Он выбежал из комнаты. Дельфион продолжала мотать шерсть, кусая губы.
7
Ганнон был единственным сенатором, у которого хватило смелости выступить перед Народным собранием. Он сделал все возможное, чтобы обеспечить себе поддержку: несколько наемных банд еще до восхода солнца заняли стратегические позиции на Площади Собрания. Кроме того, мелким чипам, приспешникам и прихлебателям было приказано явиться на Площадь: Ганнибал-де угрожает их материальному благополучию. Демократы тоже не зевали. Большие группы их провели всю ночь на Площади, ели и пили на ступенях храма и под аркадами. Солнце взошло на розовом небе, с которого быстро исчезли прозрачные барашки облаков.

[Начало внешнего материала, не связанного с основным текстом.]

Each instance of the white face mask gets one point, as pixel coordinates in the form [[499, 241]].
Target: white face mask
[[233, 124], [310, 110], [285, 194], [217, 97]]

Над Площадью еще нависала тень, но на ней уже было полно народу. А людские массы все лились рекой. Владельцы домов и торговых помещений, окна которых выходили на Площадь, сдали их по баснословно высоким ценам. На лестнице храма уже давно толпились люди; то и дело кого-нибудь сталкивали со ступеней или через балюстраду, украшенную каменными зверями-хранителями с оскаленными клыками и женской грудью. Даже на стенах зданий, хотя с них вряд ли что-нибудь можно было услышать, лепились запоздавшие, надеясь по крайней мере увидеть, что происходит. Мальчишки первые залезли на крыши портиков, их примеру последовали матросы и докеры, которые незамедлительно втащили туда и своих подруг. Мальчишки и матросы забрались даже на высокие пальмы и бросали на толпу ветки. Перед зданием Сената служители шофета с помощью полиции оцепили ту часть Площади, где будет происходить суд.
Постепенно нарастающий гул разносился по улицам, возвещая о приближении Ганнибала. Когда толпа на Площади заволновалась и зашумела, как лес при первом порыве бури, стал виден Ганнибал, поднимающийся на трибуну в фиолетовой мантии его сана. Его руки в длинных широких рукавах были свободно сложены на груди. Он стоял и мгновение спокойно смотрел на народ, затем приветственно поднял руку.
Один из служителей побежал доложить сенаторам, что шофет находится в трибунале и призывает их предстать перед народом. Через несколько минут из бронзовых ворот здания Сената, украшенных пальмами и лошадиными головами, вышли, волоча ноги, первые сенаторы. Их просторные туники, не подпоясанные, но повязанные пурпуровыми лентами, доходили им до пят. Они расположились позади трибуны, отнюдь не стремясь оставаться на виду, и бормотали что-то в свои напомаженные бороды, цветными платками вытирая пот с толстых бритых щек. Только Ганнон, таща за собой упирающегося Балишпота, выступил вперед.